Tommy Duggan

Personal information
- Full name: Thomas Duggan
- Date of birth: 31 August 1897
- Place of birth: Liverpool, England
- Date of death: 30 November 1961 (aged 64)
- Place of death: Kearny, New Jersey, USA
- Position: Outside right

Senior career*
- Years: Team / Apps / (Gls)
- Valley Boys
- 1916: Babcock & Wilcox
- 1918: West Hudson A.A.
- Philadelphia Merchant Ship
- 1921–1922: New York Field Club / 24 / (8)
- 1922–1923: Paterson F.C. / 19 / (9)
- 1923–1924: New York Field Club / 27 / (14)
- 1924–1925: Indiana Flooring / 16 / (3)
- 1925–1926: New York Giants / 45 / (12)
- 1926–1927: Newark Skeeters / 16 / (5)
- 1927: New York Nationals / 2 / (0)
- 1927–1928: Newark Skeeters / 18 / (3)
- 1929–1930: New York Giants / 5 / (0)
- Newark Portuguese

= Tommy Duggan =

American soccer player

Tommy Duggan (31 August 1897 – 30 November 1961) was an American soccer outside right who played in both the National Association Football League and American Soccer League. He is a member of the National Soccer Hall of Fame.

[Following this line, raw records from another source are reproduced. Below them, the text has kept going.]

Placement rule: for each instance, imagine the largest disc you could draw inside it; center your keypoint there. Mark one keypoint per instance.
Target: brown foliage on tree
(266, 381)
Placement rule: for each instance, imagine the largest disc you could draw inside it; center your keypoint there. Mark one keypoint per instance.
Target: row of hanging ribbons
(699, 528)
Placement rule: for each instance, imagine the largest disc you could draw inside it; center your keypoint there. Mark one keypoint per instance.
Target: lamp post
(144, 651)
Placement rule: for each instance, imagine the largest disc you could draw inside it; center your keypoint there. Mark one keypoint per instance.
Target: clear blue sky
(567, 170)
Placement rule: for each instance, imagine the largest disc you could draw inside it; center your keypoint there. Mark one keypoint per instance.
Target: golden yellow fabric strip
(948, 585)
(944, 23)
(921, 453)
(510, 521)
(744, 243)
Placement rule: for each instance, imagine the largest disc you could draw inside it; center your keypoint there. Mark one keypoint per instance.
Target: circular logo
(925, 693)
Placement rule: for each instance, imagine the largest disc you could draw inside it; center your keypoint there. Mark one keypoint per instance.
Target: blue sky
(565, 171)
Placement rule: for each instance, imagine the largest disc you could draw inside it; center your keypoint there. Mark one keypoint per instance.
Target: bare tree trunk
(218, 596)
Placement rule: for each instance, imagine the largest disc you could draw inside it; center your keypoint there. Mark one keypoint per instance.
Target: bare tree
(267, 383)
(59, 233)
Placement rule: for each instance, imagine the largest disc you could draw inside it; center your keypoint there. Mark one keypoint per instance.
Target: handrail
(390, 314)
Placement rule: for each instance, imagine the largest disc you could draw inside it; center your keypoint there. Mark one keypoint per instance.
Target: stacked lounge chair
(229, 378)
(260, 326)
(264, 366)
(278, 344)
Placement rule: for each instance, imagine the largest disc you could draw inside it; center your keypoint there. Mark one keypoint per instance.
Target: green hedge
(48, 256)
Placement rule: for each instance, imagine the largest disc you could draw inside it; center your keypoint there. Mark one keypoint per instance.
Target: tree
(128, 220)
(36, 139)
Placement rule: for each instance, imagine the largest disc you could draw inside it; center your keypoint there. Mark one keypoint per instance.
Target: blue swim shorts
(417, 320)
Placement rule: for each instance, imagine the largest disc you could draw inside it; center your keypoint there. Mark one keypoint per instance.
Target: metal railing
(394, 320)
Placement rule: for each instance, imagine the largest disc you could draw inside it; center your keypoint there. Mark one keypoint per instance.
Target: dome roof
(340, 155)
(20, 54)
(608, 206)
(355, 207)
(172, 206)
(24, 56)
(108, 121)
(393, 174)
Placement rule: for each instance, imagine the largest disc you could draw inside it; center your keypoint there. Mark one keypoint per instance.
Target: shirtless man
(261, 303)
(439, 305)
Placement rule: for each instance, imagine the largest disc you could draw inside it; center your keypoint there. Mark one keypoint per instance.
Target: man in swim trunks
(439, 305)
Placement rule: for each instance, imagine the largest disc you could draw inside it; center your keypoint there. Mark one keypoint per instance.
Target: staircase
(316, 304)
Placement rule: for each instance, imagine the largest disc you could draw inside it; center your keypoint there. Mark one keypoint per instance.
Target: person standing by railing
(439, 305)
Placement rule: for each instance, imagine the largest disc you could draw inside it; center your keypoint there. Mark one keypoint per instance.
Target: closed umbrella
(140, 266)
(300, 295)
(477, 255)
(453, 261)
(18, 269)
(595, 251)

Much of Duggan's early career is unknown. He moved to the United States in 1911. The first team he is recorded as playing with is the Valley Boys, of an unknown league, in 1914. He then played for Babcock & Wilcox, West Hudson A.A. and Philadelphia Merchant Ship, all of the National Association Football League (NAFBL). He was with Babcock & Wilcox in December 1916. In March 1918, he was with West Hudson A.A. In 1921, the American Soccer League replaced the NAFBL. Duggan signed with the New York Field Club of the ASL and spent one season with them before bouncing from one team to another. He was with the Paterson F.C. in the 1922–1923 season, winning the 1923 National Challenge Cup, but was back with New York F.C. the next season. In 1924, the New York F.C. was sold to new ownership, who renamed it Indiana Flooring. While Duggan began the season with Indiana, he moved to the New York Giants sixteen games into the season. Duggan spent several seasons with the Giants before leaving three games into the 1926–1927 season. He moved to the Newark Skeeters before moving to the New York Nationals for the start of the 1927–1928 season, but was back in Newark after only two games. He then played the 1929–1930 season with the New York Giants. According to the National Soccer Hall of Fame, he also played for Newark Portuguese.

Duggan was inducted into the National Soccer Hall of Fame in 1955.